I got on the water around noon and just went out to play. It was dead low. On the way out one of the guys said the bite had stopped and it was dangerously low. I played it cautiously not wanting to get stuck anywhere. My first hit was right near the surface by a redfish about 25-28 inches. It missed the bait and came right back for it missing it again. The water was clear and this was one exciting strike although it never got the bait or came back a third time. I found a few rat reds here and there.










It was just after 3:00 and I had a stop fishing time of 4:00 in order to get in before dark. Not much of a fishing trip today. On one point that I usually find a good red or two I hook up to a nice drag burning redfish. Half way through the fight the hook rips out. That whole shore is now stirred up and muddy as heck. I make my next cast out in the open water away from the island. The cork goes down and I have a very nice speck in the boat. Almost time to go home and I at least have food for my cats. As luck would have it I stumbled on a school of trout and picked away at them throwing back a bunch of shorts. I got into the one last cast mode but the sun was getting low and I had a bit of a run ahead of me. I had 6 trout in the box and finally said win loose or draw this is it!!!!! I landed a nice 14 inch trout and gave it back. Have to keep up the Karma.










Was cleaning the fish after dark. Got photo bombed by a feral cat in the hood. It is hanging around the fish cleaning table at my house a bit too much. May not be feral too much longer.










Wife had to go to town today and when I went out to put something in her truck I saw this was not a day to stay in the house or work on something in the garage.
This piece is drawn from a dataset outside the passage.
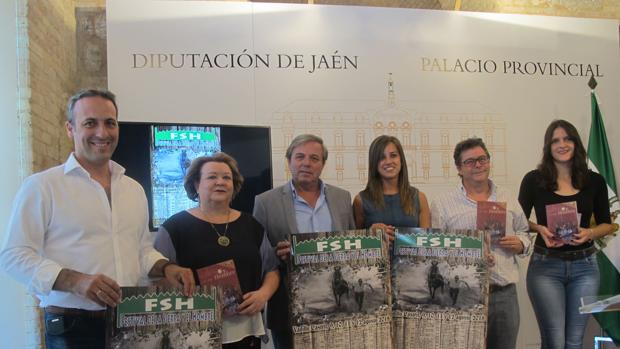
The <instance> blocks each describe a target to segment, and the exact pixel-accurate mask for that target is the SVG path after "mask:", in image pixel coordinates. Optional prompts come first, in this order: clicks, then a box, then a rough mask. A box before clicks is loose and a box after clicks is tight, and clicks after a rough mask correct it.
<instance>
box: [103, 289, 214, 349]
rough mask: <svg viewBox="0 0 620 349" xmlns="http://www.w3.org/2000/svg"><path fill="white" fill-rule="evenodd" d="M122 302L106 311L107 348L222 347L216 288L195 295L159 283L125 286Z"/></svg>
mask: <svg viewBox="0 0 620 349" xmlns="http://www.w3.org/2000/svg"><path fill="white" fill-rule="evenodd" d="M121 292H122V298H121V303H120V304H119V305H118V306H117V307H115V308H109V309H108V311H107V313H106V322H107V326H106V329H107V330H106V332H107V333H106V348H108V349H124V348H126V349H155V348H157V349H159V348H192V349H216V348H221V347H222V344H221V328H222V321H221V310H220V309H219V306H218V296H217V291H216V288H206V287H198V288H197V289H196V291H195V293H194V296H193V297H185V296H184V295H183V294H182V293H181V291H179V290H169V289H162V288H160V287H155V286H152V287H122V291H121Z"/></svg>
With temps in the high 60's and the winds doing this I am going fishing. At 9:30 I put the boat in the water and before I can park the truck and trailer I get a call from Anna looking for somebody to take her dad and uncle fishing. I tell her to have her dad come to the marina now. They show up with live shrimp and their own poles. We go back to the place I left them biting yesterday. The place is kind of tight and unfortunately another boat was in it. I worked the edge and it was not long before I had a very good trout on artificial. Our second fish was a sheepshead. That sheepshead came on a live shrimp.










The other guys started hooking up and the party was on. I think the guy using live shrimp stopped after 2 or 3 times and just went for the Vu-Du shrimp I had. Color did not matter much but I think the purple and chartreuse was the hot one today. In the middle of this fishing fun something suddenly got a bit different. I knew right off what was happening but the guy with the pole was in for a surprise.










A 36 inch 21 pounder was the biggest he had ever caught. Around noon the guys were feeling the burn of constant action and starting to take breaks. Around 1:00 they were done and asked to head in. We ended up with 50 keeper trout and a sheepshead in the box as well as a bull red fight and release.










Should do some work tomorrow but the forecast looks too good again. OFW We will see.

Life is Good!
Fishing is not a matter of life or death. It's more important than that.

CAPT HOOP -- OUR FREEDOM


----------



## Mike Moore (Feb 10, 2010)

Nice stringer there Captain!


----------



## themance (Oct 29, 2014)

Very nice!


----------